Friday, March 11, 2016
JWP extension discussion revisited
Earlier this week, Tennessee Department of Transportation Commissioner John Schroer told East Tennessee leaders that the state wants to make nearby Chapman Highway safer, but to do so would mean revisiting proposed work on the parkway.
The initially proposed extension would stretch the four-lane bypass to Governor John Sevier Highway and cost up to $140 million.
State officials say that is still the best option to make Chapman Highway safer.
Citing letters sent in July 2014 to Knoxville Mayor Madeline Rogero and Knox County Mayor Tim Burchett, state officials noted that crash rates along Chapman will “continue to worsen” due to “increased anticipated traffic volumes.”
The letter said that improving the popular thoroughfare is limited because of its natural design, and to do so would cost as much as $60 million.
TDOT spokesman Mark Nagi told WBIR 10News on Thursday that the state’s solution for Chapman “has remained the same.”
He called the highway a “challenging roadway” because of multiple changes in elevations, limitations in visibility and heavy traffic.
“There are things we can do on Chapman Highway but there is only so much we can do,” he said.
City officials, however, are adamant that the state’s solution is no good and would tear through the South Knoxville Urban Wilderness, the crown jewel of South Knoxville.
“We said that was not a priority for our region. There are so many projects locally and across the state that are already identified as priorities,” Knoxville Mayor Madeline Rogero said. “What we do agree on . . . is that safety improvements are critical on Chapman Highway. That’s where we should be focusing our efforts. That’s where we agree.”
City officials also noted that traffic hasn’t necessarily increased on Chapman Highway during the past 15 years. In fact, it’s actually decreased, according to TDOT records.
In 2000, some 32,730 vehicles traveled long Chapman between Moody Avenue and Stone Road, the stretch that James White Parkway travelers would bypass if the extension was built. In 2014, that number dropped to 28,400.
“We have never reached the traffic counts for the original rationale of the parkway relies upon,” Rogero said.
The renewed interest in the extension comes in the wake of a luncheon Schroer hosted Wednesday with officials to address regional transportation projects, their challenges and how they line up with the state’s budget.
During the luncheon, Schroer questioned why the Knoxville Regional Transportation Planning Organization, or TPO, voted to remove the James White Parkway extension from its Transportation Improvement Program in August 2013.

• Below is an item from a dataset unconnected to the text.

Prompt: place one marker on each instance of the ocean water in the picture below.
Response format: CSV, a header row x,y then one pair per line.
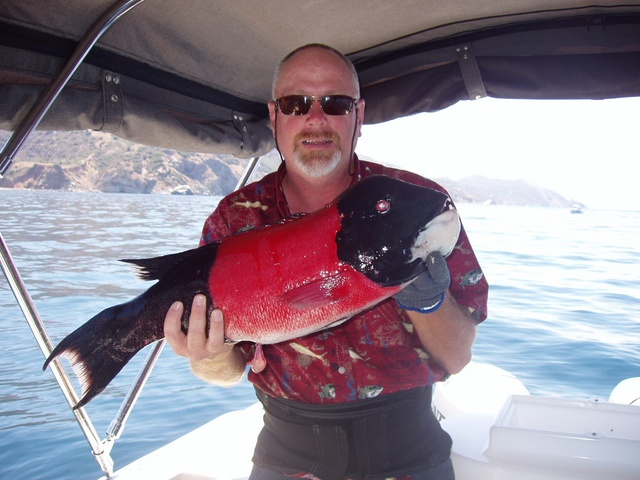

He suggested that officials reinstate it, particularly in light of the three deaths from a wreck that occurred along Chapman Highway near Simpson Road last month.
The state will not spend money on a project without the TPO signing off on it.
Rogero is a member of the TPO.
“I don’t understand if you can blast through ridges, valleys and neighborhoods for the James White Parkway extension, why you can’t do what you need to do to widen or improve Chapman Highway,” she said. “Clearly if you wanted to make Chapman Highway safer the state can figure out how to do that. We do it all the time for roads throughout the state.”
TDOT has tentatively set an April 21 public meeting to talk about ways to improve safety and traffic flow along Chapman Highway.